La narrazione de Il Principe è corale e interessante fin dal primo episodio, con un ritmo incalzante e aperture su antefatti e contesti per dare un quadro completo della vicenda. L’obiettivo è gettare luce sulla storia senza giudicare. Il documentario riesce a fornire tutti gli elementi essenziali per far emergere una storia insabbiata, dimenticata e sconosciuta ai giovani spettatori di Netflix, nonostante la durata relativamente breve di ogni episodio.
Tuttavia, lungo tutte e tre le puntate, permane una fastidiosa sensazione di incompletezza, con alcune domande prive di risposta e alcune risposte che sembrano non rivelare tutta la verità. Se da un lato questa mancanza permette allo spettatore di trarre le proprie conclusioni, dall’altro lascia il pubblico con ulteriori domande e curiosità su dettagli e informazioni non affrontate.
Le ammissioni in carcere e confessioni fuorionda nei minuti finali rischiano di destabilizzare tutto il lavoro fatto ma in realtà servono come ulteriore spunto allo spettatore per farsi carico del proprio giudizio.
Il Principe riesce a intrattenere e coinvolgere gli spettatori, spingendoli a riflettere sulle diverse prospettive della vicenda e sulla verità che potrebbe essere ancora sfuggente.

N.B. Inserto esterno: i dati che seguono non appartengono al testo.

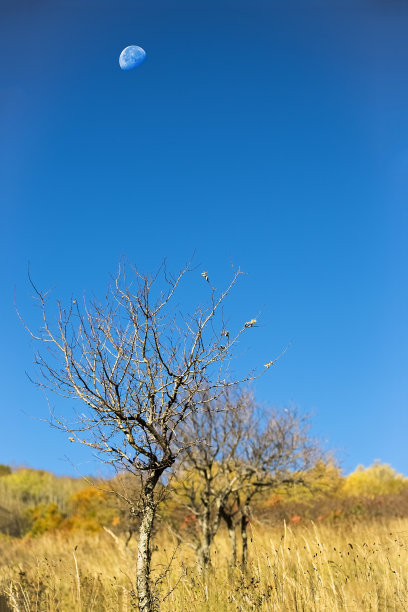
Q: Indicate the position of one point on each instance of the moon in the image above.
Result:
(131, 57)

Rimane l’amarezza nel sentire Vittorio Emanuele affermare di non avere rimorsi riguardo a nessun aspetto del suo passato, nonostante abbia parlato dell’arcinota confessione involontaria intercettata in cella, che ancora oggi nega, ma che potrebbe essere stata in grado di smontare qualsiasi difesa. “Anche se avevo torto… devo dire che li ho fregati. È davvero eccezionale: venti testimoni, e si sono affacciate tante di quelle personalità importanti. Ero sicuro di vincere”.